Reporting from Washington — A new government report Friday showed that U.S. economic growth slowed sharply in the spring, providing more evidence that the fragile recovery is losing momentum and is unlikely to generate many jobs anytime soon.
The nation's economy grew at a modest 2.4% annual rate in the April-to-June period, the Commerce Department said in its first estimate of gross domestic product for the second quarter.
That compares with a GDP growth of 3.7% in the first quarter – a figure adjusted up from 2.7% reported earlier. But Commerce officials revised down the growth in the fourth quarter of last year, to 5% from 5.6%, as it did for prior quarters, painting an overall picture of a deeper recession than previous data suggest.

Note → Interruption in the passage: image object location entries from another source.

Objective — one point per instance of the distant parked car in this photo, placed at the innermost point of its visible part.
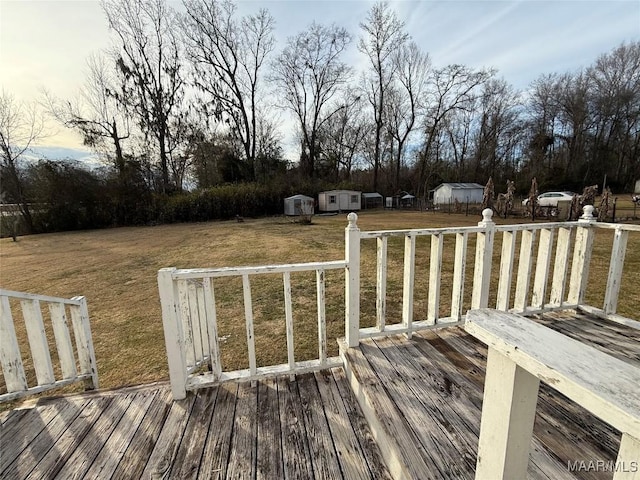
(550, 199)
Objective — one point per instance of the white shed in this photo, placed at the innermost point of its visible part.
(371, 200)
(462, 192)
(299, 205)
(339, 201)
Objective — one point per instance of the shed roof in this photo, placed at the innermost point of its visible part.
(460, 186)
(298, 197)
(340, 191)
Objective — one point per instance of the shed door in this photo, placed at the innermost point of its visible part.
(343, 204)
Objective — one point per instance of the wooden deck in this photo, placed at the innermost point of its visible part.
(306, 429)
(423, 398)
(425, 395)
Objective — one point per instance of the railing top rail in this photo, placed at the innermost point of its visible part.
(617, 226)
(41, 298)
(192, 273)
(420, 232)
(537, 226)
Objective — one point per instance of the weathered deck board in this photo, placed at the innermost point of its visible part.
(216, 450)
(299, 429)
(295, 445)
(269, 449)
(312, 427)
(242, 457)
(370, 449)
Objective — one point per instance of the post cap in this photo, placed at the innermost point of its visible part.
(487, 214)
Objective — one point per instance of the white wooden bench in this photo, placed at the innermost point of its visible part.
(521, 354)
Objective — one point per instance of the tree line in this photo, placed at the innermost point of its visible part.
(183, 102)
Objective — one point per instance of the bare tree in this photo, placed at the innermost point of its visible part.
(383, 35)
(452, 88)
(100, 119)
(342, 136)
(149, 59)
(616, 102)
(309, 74)
(21, 125)
(498, 115)
(228, 55)
(405, 99)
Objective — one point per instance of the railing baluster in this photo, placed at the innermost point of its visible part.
(483, 261)
(212, 326)
(322, 321)
(459, 267)
(543, 262)
(618, 252)
(192, 301)
(173, 332)
(84, 341)
(10, 357)
(187, 323)
(520, 302)
(248, 315)
(561, 264)
(38, 341)
(202, 321)
(408, 281)
(435, 278)
(581, 257)
(288, 312)
(352, 281)
(63, 339)
(506, 269)
(381, 284)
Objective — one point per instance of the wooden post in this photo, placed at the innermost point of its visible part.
(508, 413)
(581, 257)
(10, 356)
(173, 336)
(558, 285)
(628, 461)
(616, 265)
(352, 281)
(484, 254)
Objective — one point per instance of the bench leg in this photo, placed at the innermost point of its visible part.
(508, 413)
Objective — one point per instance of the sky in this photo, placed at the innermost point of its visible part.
(46, 43)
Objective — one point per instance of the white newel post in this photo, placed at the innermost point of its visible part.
(352, 281)
(484, 256)
(172, 334)
(616, 265)
(581, 257)
(508, 414)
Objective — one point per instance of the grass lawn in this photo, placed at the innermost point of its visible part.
(116, 270)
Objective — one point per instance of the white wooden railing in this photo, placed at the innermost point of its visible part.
(191, 324)
(560, 252)
(76, 363)
(523, 353)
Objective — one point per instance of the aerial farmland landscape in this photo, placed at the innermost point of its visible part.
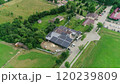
(59, 34)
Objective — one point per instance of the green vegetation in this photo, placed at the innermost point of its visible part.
(6, 53)
(24, 8)
(3, 1)
(83, 37)
(103, 53)
(33, 60)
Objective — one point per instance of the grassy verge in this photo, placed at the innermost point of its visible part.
(22, 8)
(6, 53)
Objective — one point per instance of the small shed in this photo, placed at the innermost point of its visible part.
(39, 21)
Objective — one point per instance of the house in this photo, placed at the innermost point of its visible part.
(90, 19)
(39, 21)
(21, 45)
(88, 22)
(93, 16)
(116, 14)
(63, 36)
(59, 17)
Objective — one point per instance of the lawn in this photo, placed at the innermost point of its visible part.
(33, 59)
(104, 53)
(45, 21)
(76, 24)
(6, 53)
(24, 8)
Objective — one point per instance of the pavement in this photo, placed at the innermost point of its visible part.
(90, 36)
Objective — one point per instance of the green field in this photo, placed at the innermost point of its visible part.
(6, 53)
(45, 21)
(24, 8)
(76, 24)
(33, 59)
(104, 53)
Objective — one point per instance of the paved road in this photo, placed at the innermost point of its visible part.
(91, 36)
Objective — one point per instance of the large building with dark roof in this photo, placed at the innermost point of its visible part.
(63, 36)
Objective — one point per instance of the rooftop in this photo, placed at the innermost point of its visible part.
(88, 22)
(62, 36)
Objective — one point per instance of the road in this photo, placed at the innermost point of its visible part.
(91, 36)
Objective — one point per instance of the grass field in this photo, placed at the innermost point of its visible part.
(45, 21)
(104, 53)
(6, 53)
(77, 25)
(22, 8)
(32, 59)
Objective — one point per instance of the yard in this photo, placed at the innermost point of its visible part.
(6, 52)
(45, 21)
(32, 59)
(102, 54)
(76, 24)
(24, 8)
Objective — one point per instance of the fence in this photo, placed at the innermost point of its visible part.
(46, 51)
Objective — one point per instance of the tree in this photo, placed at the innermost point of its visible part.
(67, 64)
(91, 9)
(99, 25)
(55, 1)
(50, 28)
(81, 12)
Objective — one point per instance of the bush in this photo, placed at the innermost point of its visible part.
(83, 37)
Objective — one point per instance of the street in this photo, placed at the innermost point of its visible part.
(90, 36)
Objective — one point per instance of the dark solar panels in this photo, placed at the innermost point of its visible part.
(59, 41)
(49, 35)
(53, 39)
(65, 44)
(63, 37)
(68, 39)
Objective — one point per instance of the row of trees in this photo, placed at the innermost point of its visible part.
(110, 2)
(33, 18)
(23, 31)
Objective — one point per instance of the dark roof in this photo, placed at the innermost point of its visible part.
(88, 22)
(61, 36)
(93, 15)
(113, 16)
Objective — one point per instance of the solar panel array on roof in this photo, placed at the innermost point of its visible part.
(61, 36)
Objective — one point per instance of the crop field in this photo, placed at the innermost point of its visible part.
(32, 59)
(104, 53)
(77, 25)
(24, 8)
(6, 53)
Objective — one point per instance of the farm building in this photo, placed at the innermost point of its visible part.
(90, 19)
(21, 45)
(116, 14)
(88, 22)
(59, 17)
(39, 21)
(63, 36)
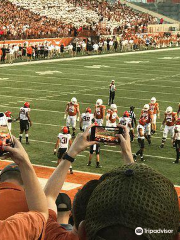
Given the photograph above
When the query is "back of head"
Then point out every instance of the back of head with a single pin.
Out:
(11, 173)
(81, 200)
(129, 197)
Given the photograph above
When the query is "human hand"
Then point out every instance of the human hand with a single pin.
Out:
(16, 153)
(125, 145)
(80, 143)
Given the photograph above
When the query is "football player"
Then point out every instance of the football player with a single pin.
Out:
(73, 114)
(86, 119)
(148, 116)
(99, 112)
(169, 121)
(112, 116)
(112, 89)
(133, 121)
(176, 140)
(8, 115)
(25, 121)
(62, 144)
(141, 136)
(178, 111)
(154, 108)
(126, 121)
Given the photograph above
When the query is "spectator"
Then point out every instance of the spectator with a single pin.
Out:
(28, 225)
(63, 203)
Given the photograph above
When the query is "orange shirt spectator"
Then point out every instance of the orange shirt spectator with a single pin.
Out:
(12, 200)
(23, 226)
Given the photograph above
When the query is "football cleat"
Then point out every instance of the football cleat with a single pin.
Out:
(113, 107)
(88, 110)
(73, 100)
(169, 110)
(65, 130)
(153, 100)
(99, 102)
(27, 105)
(126, 114)
(146, 107)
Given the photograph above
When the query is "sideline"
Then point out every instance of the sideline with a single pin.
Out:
(89, 57)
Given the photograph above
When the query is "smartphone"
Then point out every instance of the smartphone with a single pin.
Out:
(106, 135)
(5, 134)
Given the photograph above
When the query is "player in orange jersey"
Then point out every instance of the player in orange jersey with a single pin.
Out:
(154, 108)
(73, 114)
(169, 121)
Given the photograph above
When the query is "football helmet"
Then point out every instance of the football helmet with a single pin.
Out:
(146, 107)
(126, 114)
(27, 105)
(65, 130)
(73, 100)
(153, 100)
(178, 121)
(113, 107)
(88, 110)
(142, 121)
(169, 110)
(8, 114)
(99, 102)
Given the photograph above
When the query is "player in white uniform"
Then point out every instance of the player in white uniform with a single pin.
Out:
(176, 140)
(86, 119)
(141, 137)
(62, 144)
(112, 116)
(25, 120)
(73, 114)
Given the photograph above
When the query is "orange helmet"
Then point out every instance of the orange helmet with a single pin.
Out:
(65, 130)
(88, 110)
(126, 114)
(8, 114)
(27, 104)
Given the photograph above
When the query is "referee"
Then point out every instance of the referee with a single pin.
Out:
(112, 89)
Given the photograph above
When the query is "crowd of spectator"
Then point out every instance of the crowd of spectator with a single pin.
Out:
(112, 207)
(79, 46)
(25, 19)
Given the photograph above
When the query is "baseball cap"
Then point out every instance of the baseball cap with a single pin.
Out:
(11, 167)
(133, 196)
(63, 202)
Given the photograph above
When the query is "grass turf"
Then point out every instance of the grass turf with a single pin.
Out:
(50, 85)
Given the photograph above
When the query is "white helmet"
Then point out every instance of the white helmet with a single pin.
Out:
(113, 107)
(169, 110)
(153, 100)
(73, 100)
(146, 107)
(99, 102)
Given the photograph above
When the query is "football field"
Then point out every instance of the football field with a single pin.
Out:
(48, 86)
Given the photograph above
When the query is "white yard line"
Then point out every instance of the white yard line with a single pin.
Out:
(89, 57)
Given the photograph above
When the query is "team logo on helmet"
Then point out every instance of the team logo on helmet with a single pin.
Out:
(126, 114)
(99, 102)
(169, 110)
(88, 110)
(27, 105)
(65, 130)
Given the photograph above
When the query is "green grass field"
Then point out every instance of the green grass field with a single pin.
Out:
(50, 85)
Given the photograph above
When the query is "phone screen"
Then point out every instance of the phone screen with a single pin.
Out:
(106, 135)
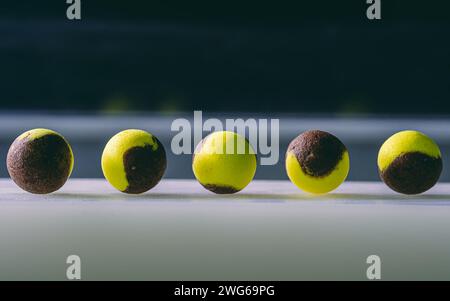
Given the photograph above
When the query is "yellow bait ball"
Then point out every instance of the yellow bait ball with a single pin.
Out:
(224, 162)
(409, 162)
(317, 162)
(40, 161)
(134, 161)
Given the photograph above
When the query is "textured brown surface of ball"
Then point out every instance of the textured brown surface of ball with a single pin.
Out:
(409, 162)
(40, 161)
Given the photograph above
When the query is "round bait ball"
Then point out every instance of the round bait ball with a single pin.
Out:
(134, 161)
(40, 161)
(224, 162)
(317, 162)
(409, 162)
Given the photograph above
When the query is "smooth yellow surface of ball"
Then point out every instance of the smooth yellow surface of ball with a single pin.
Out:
(409, 162)
(224, 162)
(134, 161)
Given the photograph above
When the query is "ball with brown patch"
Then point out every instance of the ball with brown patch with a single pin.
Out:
(40, 161)
(134, 161)
(317, 162)
(410, 162)
(224, 162)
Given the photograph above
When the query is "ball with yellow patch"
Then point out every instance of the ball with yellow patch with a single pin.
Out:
(40, 161)
(134, 161)
(317, 162)
(409, 162)
(224, 162)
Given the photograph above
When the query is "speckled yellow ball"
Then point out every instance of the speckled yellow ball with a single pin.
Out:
(134, 161)
(224, 162)
(317, 162)
(40, 161)
(409, 162)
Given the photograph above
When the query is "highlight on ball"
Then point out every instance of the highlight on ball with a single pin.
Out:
(134, 161)
(409, 162)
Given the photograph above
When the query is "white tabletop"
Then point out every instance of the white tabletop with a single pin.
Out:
(180, 231)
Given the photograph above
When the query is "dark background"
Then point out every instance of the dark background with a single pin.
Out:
(256, 56)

The latest slowdown in real GDP -- the total value of goods and services produced inside U.S. borders after adjusting for inflation -- was widely expected by analysts. The data confirmed a recent softening of consumer spending, and a much weaker trade balance in the second quarter offset continued strong gains in business spending for equipment and software.
Many analysts have forecast even slower GDP growth for the second half of this year, taking into account the increasingly smaller support that the economy is getting from government stimulus and a restocking of companies' inventories that had been slashed during the recession. Some government programs have expired, such as the first-time homebuyers' tax credit, which has set back the housing market. And anemic job growth and the debt crisis in Europe have roiled financial markets, adding to consumers' jitters about spending and businesses' cautiousness about hiring and investments.
"The post-recession rebound is history. We don't foresee a double-dip, but we do expect growth to slow even more markedly, to a 1.6% annualized rate in the second half of the year," said Bart van Ark, chief economist at the Conference Board, a New York-based research group, in a statement Friday. "Such a slower pace is unlikely to sustain strong profit growth, and would also weigh on employment and wages."
Economists at the left-leaning Economic Policy Institute argued that the latest GDP report was more reason for the federal government to provide additional stimulus to keep the recovery on track and ease the pain for millions of unemployed workers.
"Contrary to the often-made claim that the near-term economic future is 'uncertain,' today's report provides near certainty that very high unemployment rates will -- absent aggressive action by policymakers -- plague the economy for years to come," said Josh Bivens, an EPI economist.